DIERESI (dal gr. διαίρεσις "divisione")
Nella metrica antica si chiama dieresi una pausa del verso, causata da fine di parola o di frase. La dieresi differisce dalla cesura (v.) in quanto non cade nell'interno di un piede, ma alla fine di esso. Essa è richiesta a) dopo ogni dipodia nei sistemi anapestici della tragedia; b) dopo ogni tetrapodia in sistemi (o versi) trocaici e dattilici, tranne l'esametro (per la dieresi bucolica vedi tuttavia esametro; cesura).
Nella metrica moderna è chiamata dieresi la divisione in due sillabe di due vocali consecutive, che generalmente formano un dittongo (e anche il segno che la rappresenta, cioè i due puntini posti su una delle due vocali con i quali si suole indicare il distacco: fr. tréma; sp. diéresis, crema; ted. Trema, Trennpunkte; ingl. diaeresis). Il fenomeno segue alcune norme generali dipendenti dalla struttura linguistica e dalla tradizione poetica, non così rigide tuttavia che i poeti non se ne possano per necessità d'arte discostare. Mentre la dieresi è ammessa per quei casi in cui le due vocali rappresentano due sillabe originarie o comunque continuano l'uso della prosodia classica (p. es. estuoso), è viceversa dubbia nei nuovi esiti romanzi.
È della buona tecnica evitare la divisione quando le due vocali sono l'esito dittongato d'un solo elemento latino, come nel caso di iè e uò derivati da un originario e e o (p. es. piede, nuovo, ecc.); oppure quando il primo elemento del dittongo ha valore di semivocale, sia perché nato da una consonante latina, come nel caso della i derivata da una l implicata (pl, fl, cl; p. es.: pianta, fiore, chiave ecc.) o come la i in obietto, sia che si tratti di una i grafica come nel nesso gli, e qualche volta nei nessi sci, gi, ci, ecc. Lo stesso avviene per la u del nesso qu (come in equo, acqua ecc.) e del nesso gu (come in guerra, guardia, guado, sangue, ecc.). Di natura più delicata è il trattamento del nesso vocalico au, che, sebbene in latino insolubile, ammette in italiano la dieresi (laüro, laüdare, ecc.). Un caso tipico è quello di mio, tuo, suo, due, sia, fui, via, dio, ecc., che, considerati monosillabi (tranne in posizione di rima), ammettono la dieresi anche nell'interno del verso, specie sotto l'accento ritmico, come testimoniano il testo critico della Divina Commedia e gli autografi del Petrarca e del Boccaccio.

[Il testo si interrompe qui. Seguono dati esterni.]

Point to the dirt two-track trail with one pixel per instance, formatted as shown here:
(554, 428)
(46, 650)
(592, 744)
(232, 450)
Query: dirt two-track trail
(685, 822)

Analoghe sono le norme che valgono per le altre lingue romanze, anch'esse ispirate dall'uso latino e da ragioni etimologiche; la struttura linguistica del francese comporta casi di dieresi più numerosi, essendo più frequente il contatto di due vocali per la caduta di una consonante intermedia (p. es. prier, jouer, cruel, di fronte all'italiano pregare, giocare, crudele, ecc.). V. anche sineresi.
Bibl.: per la metrica antica vedi: P. Maas, Griechische Metrik, Lipsia 1929, ¿ 59; O. Schröder, Nomenclator metricus, Heidelberg 1929, p. 20. Per la moderna: D. De Pilla, Sineresi, dieresi ed elisione, 2ª ed., Firenze 1889; Fr. D'Ovidio, Dieresi e sineresi nella poesia it., nel vol. Vers. italiana, ecc., Milano 1910. Per la Francia: A. Tobler, Vom franz. Versbau alter u. neuer Zeit, 4ª ed., Lipsia 1903.